May 19, 2009
More Mining Software Repositories
I tried to talk with as many people from MSR about the Hadley centre codebase, and what might be possible. I’m encouraged, since it seems like anything I can do with respect to mining the version control system, even if it’s recreating another result, would be interesting.
Subversion is probably the VCS that the most work has been done on, and there’s a reasonable amount of work on identifying closely coupled modules. One fellow I need to look up presented a poster (with short paper) on a case study of applying the state of the art technology to an industrial codebase (in Java). He told me a little about the things I should look for in Subversion, and that I should really understand the workflow to make good conclusions. I kind of understand that work is done on branches and then merge at Hadley, which would make things easiest, but I’ll need to verify that.
Some work has done static analysis to identify coupling, which might work with fortran. It wouldn’t capture connections with data files or with configuration options, though. Some of the source code searching could be useful, particularly for the connections between code and data files and configuration file options.
If this is at all successful, I think that a recommended list of files, functions, data files, or configurations to consider with a proposed change might be immediately useful.

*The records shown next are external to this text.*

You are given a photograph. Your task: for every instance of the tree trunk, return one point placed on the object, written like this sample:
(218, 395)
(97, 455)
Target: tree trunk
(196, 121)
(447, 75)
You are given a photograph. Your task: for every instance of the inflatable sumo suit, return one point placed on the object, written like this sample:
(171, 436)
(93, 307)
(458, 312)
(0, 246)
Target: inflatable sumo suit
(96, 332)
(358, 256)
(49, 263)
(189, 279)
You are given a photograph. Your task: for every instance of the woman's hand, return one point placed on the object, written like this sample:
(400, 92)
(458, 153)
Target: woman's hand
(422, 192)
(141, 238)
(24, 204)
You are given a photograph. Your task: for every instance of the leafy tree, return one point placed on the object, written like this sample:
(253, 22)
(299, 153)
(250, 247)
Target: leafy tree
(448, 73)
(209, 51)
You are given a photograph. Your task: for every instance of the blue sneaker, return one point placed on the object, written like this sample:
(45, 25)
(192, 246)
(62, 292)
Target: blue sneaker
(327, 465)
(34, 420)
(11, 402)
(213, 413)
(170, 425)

If there’s some sort of meta-tagging in the VCS, it could be both improved and validated based on some very simple feedback or logging mechanisms.

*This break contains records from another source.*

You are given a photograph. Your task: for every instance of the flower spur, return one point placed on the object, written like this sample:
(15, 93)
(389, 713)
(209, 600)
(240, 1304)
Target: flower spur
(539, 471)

In a very long-term kind of way, this can tie into deciding how “necessary” the couplings are. I think if we tie this to the idea of mapping the code back to physical processes, then we can see how many clusters of highly coupled (say, as in changed together often) files tie back to related physical processes. It might be possible to say something about what the clusters correspond to, and if any of them are “historical accidents” as opposed to proceses which are necessarily related. Or Conway’s Law kind of effects – to mention to workshop from today. It might be that some of the coupling groups are related to a key person’s area of experise, or related areas of climate science that do not describe tightly coupled processes (areas where maybe there should be some sort of pseudo-inheritance? Maybe?)
To tie the code back to formulae and results, Greg has suggested provenance tools. This I’ll need to sort out more.
Specifics all to come – this is more of a “To Do” list.